In a 23 October 2007 interview with Runners World magazine, to promote Again to Carthage, Parker discussed how he came to write Once a Runner. He didn't just write the novel, he formed his own publishing company and even set the type himself. The friend who helped design the cover let Parker use the equipment when his printing shop closed. "I worked through the night sometimes making editorial changes as I went along," said Parker. "You type a line and you hit a button and it goes thunk and prints it on the photographic paper. Then you have to cut up errors with an X-Acto knife. I was working in a fever most of the time, so excited to be getting it done. I was thinking how much runners were going to like it," Parker said. "There's stuff about training in there, there's stuff about running history, there's stuff about physiology and biology. It was like cutting the top off my head and pouring out everything about running that was in there into this thing and just making sure it wove into the plotline." Having printed 5,000 copies, Parker then dispatched the novel to running-shoe stores.

==Books==

===Fiction===
- Parker, John L., Once a Runner, Cedarwinds Publishing Co., Cedar Mountain, North Carolina (1978).
- Parker, John L., Again to Carthage, Breakaway Books, New York, New York (2007). ISBN 978-1-891369-77-3.
- Parker, John L., Racing the Rain, Scribner, New York, New York (2015).
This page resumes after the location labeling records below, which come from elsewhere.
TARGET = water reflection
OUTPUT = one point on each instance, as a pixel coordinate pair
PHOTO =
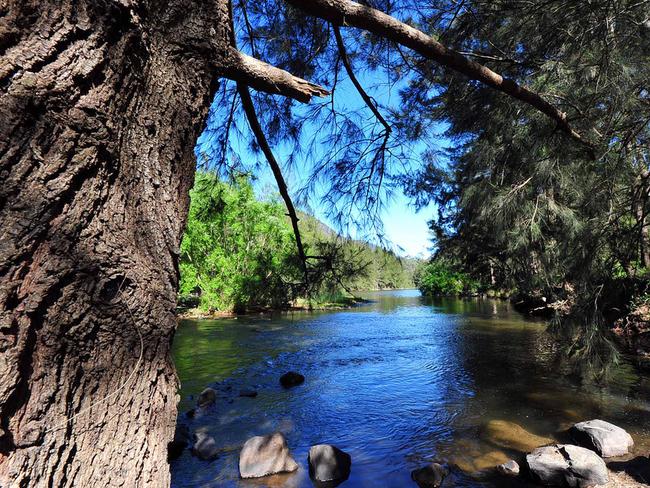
(396, 382)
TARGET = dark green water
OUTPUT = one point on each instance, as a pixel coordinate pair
(395, 383)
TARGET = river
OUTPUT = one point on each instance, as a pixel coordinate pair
(396, 383)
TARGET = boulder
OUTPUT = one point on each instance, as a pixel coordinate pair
(510, 435)
(265, 455)
(205, 447)
(510, 468)
(207, 397)
(291, 378)
(566, 465)
(430, 476)
(328, 463)
(606, 439)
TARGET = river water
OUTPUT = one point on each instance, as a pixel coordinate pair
(396, 383)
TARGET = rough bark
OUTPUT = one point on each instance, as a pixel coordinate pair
(349, 13)
(101, 103)
(100, 108)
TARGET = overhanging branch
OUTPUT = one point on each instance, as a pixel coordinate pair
(251, 115)
(261, 76)
(349, 13)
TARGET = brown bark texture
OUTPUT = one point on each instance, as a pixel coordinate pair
(101, 102)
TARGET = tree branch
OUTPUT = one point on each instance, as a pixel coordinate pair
(257, 74)
(349, 13)
(251, 115)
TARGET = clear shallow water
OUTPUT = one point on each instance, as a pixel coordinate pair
(395, 383)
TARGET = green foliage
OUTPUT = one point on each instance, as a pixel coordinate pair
(440, 278)
(237, 252)
(522, 205)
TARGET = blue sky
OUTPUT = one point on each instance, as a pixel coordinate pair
(405, 230)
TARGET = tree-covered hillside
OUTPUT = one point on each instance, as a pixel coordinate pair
(239, 253)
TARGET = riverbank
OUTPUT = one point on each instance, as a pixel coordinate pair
(300, 305)
(396, 383)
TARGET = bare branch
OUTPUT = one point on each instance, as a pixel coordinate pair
(349, 13)
(251, 115)
(257, 74)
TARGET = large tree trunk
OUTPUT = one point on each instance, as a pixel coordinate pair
(100, 108)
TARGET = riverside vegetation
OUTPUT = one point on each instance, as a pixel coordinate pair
(239, 254)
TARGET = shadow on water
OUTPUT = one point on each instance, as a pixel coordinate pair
(396, 383)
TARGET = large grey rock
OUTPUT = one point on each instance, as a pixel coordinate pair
(205, 447)
(430, 476)
(567, 465)
(265, 455)
(604, 438)
(328, 463)
(207, 397)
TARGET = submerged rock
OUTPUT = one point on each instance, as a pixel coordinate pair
(205, 447)
(291, 378)
(265, 455)
(328, 463)
(179, 443)
(606, 439)
(512, 436)
(567, 465)
(430, 476)
(207, 397)
(510, 468)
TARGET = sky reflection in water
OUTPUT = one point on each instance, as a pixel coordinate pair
(395, 383)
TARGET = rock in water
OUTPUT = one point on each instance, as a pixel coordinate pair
(205, 447)
(567, 465)
(207, 397)
(179, 443)
(510, 435)
(606, 439)
(291, 379)
(511, 468)
(265, 455)
(328, 463)
(430, 476)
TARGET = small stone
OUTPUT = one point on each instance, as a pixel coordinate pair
(606, 439)
(328, 463)
(291, 378)
(207, 397)
(179, 443)
(265, 455)
(430, 476)
(205, 447)
(510, 468)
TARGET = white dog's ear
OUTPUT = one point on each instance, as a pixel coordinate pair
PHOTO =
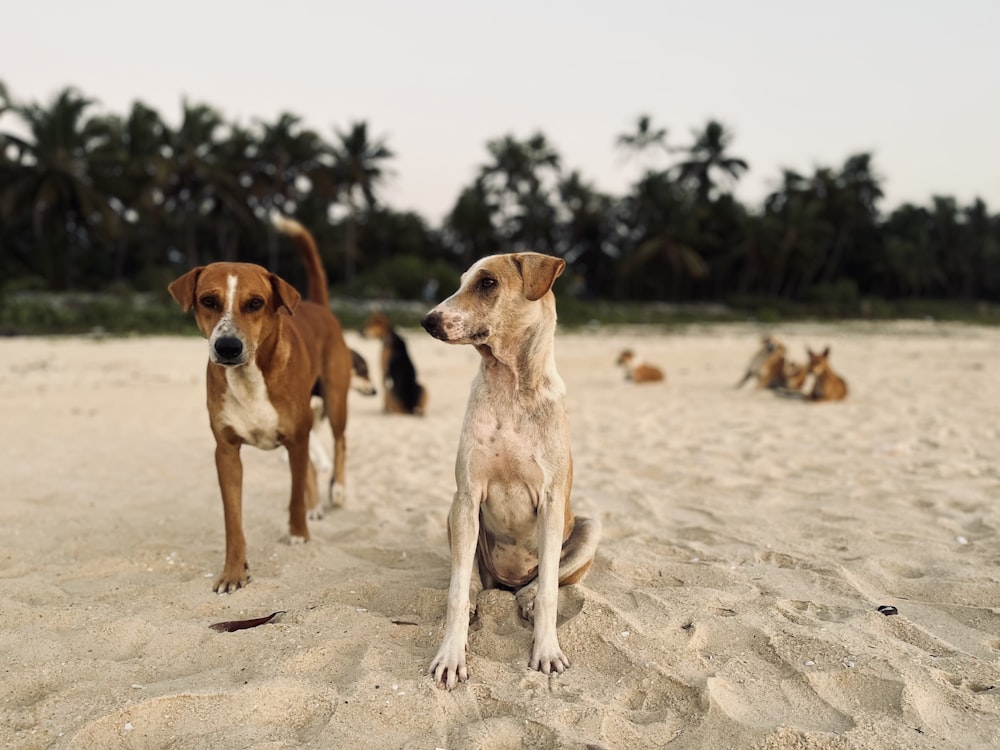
(539, 272)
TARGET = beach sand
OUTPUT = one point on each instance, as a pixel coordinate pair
(748, 543)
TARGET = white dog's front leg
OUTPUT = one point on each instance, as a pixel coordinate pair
(546, 656)
(449, 667)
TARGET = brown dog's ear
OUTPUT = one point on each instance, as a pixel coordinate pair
(284, 293)
(182, 289)
(539, 272)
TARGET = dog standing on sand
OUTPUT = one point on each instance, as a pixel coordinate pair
(267, 350)
(510, 523)
(403, 394)
(636, 370)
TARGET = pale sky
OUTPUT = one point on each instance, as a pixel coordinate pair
(800, 84)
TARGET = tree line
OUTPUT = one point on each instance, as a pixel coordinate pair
(94, 200)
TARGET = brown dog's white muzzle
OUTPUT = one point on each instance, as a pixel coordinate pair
(228, 350)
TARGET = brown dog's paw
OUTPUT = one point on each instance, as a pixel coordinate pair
(229, 582)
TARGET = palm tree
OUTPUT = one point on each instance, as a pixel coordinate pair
(358, 162)
(202, 188)
(131, 168)
(50, 179)
(277, 160)
(588, 236)
(660, 258)
(517, 178)
(706, 156)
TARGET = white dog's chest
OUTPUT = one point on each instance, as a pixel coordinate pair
(247, 409)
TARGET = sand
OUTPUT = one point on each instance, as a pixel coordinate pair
(748, 542)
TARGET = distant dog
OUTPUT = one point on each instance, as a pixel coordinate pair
(767, 365)
(267, 350)
(510, 523)
(795, 375)
(636, 370)
(827, 385)
(402, 393)
(361, 383)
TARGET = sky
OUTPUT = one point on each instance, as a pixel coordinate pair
(800, 84)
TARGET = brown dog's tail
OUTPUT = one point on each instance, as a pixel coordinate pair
(318, 291)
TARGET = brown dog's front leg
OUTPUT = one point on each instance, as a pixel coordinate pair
(298, 460)
(230, 470)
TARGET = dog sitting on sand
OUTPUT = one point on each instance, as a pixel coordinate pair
(637, 370)
(827, 385)
(510, 524)
(402, 393)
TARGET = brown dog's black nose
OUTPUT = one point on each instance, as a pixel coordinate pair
(431, 322)
(229, 348)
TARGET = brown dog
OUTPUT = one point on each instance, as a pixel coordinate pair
(827, 385)
(267, 349)
(402, 393)
(636, 370)
(768, 365)
(510, 523)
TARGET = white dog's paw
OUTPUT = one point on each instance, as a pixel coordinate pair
(449, 667)
(526, 602)
(548, 658)
(338, 495)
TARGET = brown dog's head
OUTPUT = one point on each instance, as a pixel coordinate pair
(818, 363)
(500, 299)
(625, 358)
(235, 306)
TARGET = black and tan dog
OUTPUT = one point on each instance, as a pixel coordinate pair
(402, 393)
(267, 350)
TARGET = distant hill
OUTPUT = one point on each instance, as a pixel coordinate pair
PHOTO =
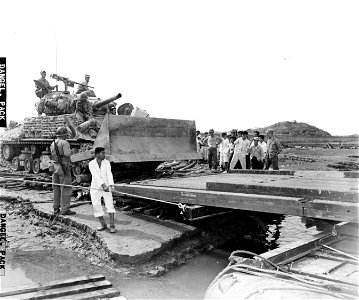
(294, 128)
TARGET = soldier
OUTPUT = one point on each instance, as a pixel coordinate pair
(44, 88)
(83, 87)
(62, 173)
(83, 109)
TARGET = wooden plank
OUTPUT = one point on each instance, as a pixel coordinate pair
(263, 203)
(268, 172)
(296, 250)
(62, 291)
(94, 295)
(53, 284)
(283, 191)
(251, 202)
(332, 210)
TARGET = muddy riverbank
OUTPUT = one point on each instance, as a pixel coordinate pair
(58, 255)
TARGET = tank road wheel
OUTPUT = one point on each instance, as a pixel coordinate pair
(76, 170)
(8, 152)
(28, 165)
(36, 166)
(16, 164)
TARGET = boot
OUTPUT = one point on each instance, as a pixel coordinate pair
(103, 224)
(112, 223)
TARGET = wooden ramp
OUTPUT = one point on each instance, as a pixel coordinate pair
(321, 195)
(85, 287)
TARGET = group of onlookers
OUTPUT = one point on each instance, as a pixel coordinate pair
(236, 151)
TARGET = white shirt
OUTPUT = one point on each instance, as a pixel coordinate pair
(264, 146)
(245, 146)
(101, 175)
(238, 145)
(225, 146)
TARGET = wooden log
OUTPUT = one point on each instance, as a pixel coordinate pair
(191, 165)
(252, 202)
(7, 198)
(54, 284)
(63, 291)
(283, 191)
(94, 295)
(268, 172)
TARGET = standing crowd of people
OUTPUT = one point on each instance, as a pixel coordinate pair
(234, 150)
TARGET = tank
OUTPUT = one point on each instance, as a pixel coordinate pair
(133, 144)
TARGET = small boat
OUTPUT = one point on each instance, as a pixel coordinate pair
(324, 267)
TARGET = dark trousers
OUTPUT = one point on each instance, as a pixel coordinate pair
(212, 155)
(256, 164)
(248, 162)
(272, 161)
(62, 194)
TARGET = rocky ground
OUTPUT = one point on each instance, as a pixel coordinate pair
(27, 231)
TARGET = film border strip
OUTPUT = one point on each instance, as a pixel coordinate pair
(3, 242)
(2, 91)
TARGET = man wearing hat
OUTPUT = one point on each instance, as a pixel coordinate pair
(83, 109)
(211, 140)
(62, 172)
(83, 87)
(45, 87)
(256, 155)
(225, 149)
(273, 149)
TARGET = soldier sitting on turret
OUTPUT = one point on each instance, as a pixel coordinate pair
(43, 87)
(83, 87)
(83, 109)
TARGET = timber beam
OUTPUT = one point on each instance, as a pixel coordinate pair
(296, 206)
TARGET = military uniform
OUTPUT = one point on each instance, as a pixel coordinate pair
(62, 194)
(82, 87)
(83, 110)
(41, 92)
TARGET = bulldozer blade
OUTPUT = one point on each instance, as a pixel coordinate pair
(134, 139)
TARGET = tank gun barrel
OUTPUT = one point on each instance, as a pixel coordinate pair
(67, 81)
(101, 103)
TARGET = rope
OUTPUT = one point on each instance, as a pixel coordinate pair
(179, 205)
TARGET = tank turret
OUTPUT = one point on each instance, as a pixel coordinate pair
(55, 103)
(101, 107)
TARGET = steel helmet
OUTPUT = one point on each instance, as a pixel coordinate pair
(83, 95)
(61, 131)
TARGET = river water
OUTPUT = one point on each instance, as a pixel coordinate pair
(187, 281)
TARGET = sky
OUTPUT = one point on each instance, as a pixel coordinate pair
(224, 64)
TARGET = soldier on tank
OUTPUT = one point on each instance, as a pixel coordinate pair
(44, 86)
(83, 87)
(61, 172)
(83, 109)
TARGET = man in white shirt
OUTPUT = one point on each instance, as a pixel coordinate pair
(101, 184)
(263, 144)
(237, 148)
(224, 158)
(244, 151)
(256, 152)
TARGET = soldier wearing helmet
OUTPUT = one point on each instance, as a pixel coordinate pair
(62, 172)
(83, 87)
(83, 109)
(44, 86)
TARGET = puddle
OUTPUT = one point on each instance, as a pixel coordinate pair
(184, 282)
(187, 281)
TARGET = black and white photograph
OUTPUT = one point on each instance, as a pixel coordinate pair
(179, 149)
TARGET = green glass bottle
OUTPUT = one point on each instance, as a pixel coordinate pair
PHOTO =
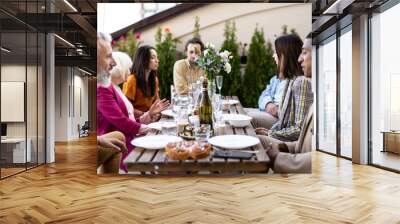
(205, 109)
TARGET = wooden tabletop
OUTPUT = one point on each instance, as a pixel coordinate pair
(154, 162)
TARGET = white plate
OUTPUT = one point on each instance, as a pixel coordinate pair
(230, 102)
(155, 141)
(234, 141)
(237, 120)
(160, 124)
(168, 113)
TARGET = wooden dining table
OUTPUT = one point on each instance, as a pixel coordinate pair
(143, 161)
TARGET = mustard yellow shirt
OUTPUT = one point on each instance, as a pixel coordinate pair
(182, 73)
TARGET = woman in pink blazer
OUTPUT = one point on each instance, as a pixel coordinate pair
(112, 115)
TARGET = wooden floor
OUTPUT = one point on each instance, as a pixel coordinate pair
(69, 191)
(386, 159)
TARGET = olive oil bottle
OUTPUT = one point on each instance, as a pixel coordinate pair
(205, 109)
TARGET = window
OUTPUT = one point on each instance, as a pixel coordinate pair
(385, 88)
(346, 92)
(326, 136)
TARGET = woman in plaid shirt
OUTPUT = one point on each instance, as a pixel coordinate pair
(298, 95)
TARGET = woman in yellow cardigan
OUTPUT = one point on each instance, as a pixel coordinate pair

ISBN 978-1476769868.

===Non-fiction===
- Liquori, Marty, and John L. Parker, Marty Liquori's Guide for the Elite Runner, Playboy Press, Chicago, Illinois (1980). ISBN 978-0-87223-625-7.
- Parker, John L., Heart Monitor Training for the Compleat Idiot, Cedarwinds Publishing, Tallahassee, Florida (1998). ISBN 978-0-915297-25-2.
- Audain, Anne, and John L. Parker, Uncommon Heart, Cedarwinds Publishing, Tallahassee, Florida (2000).
- Parker, John L., Runners & Other Dreamers, Cedarwinds Publishing, Tallahassee, Florida (1989).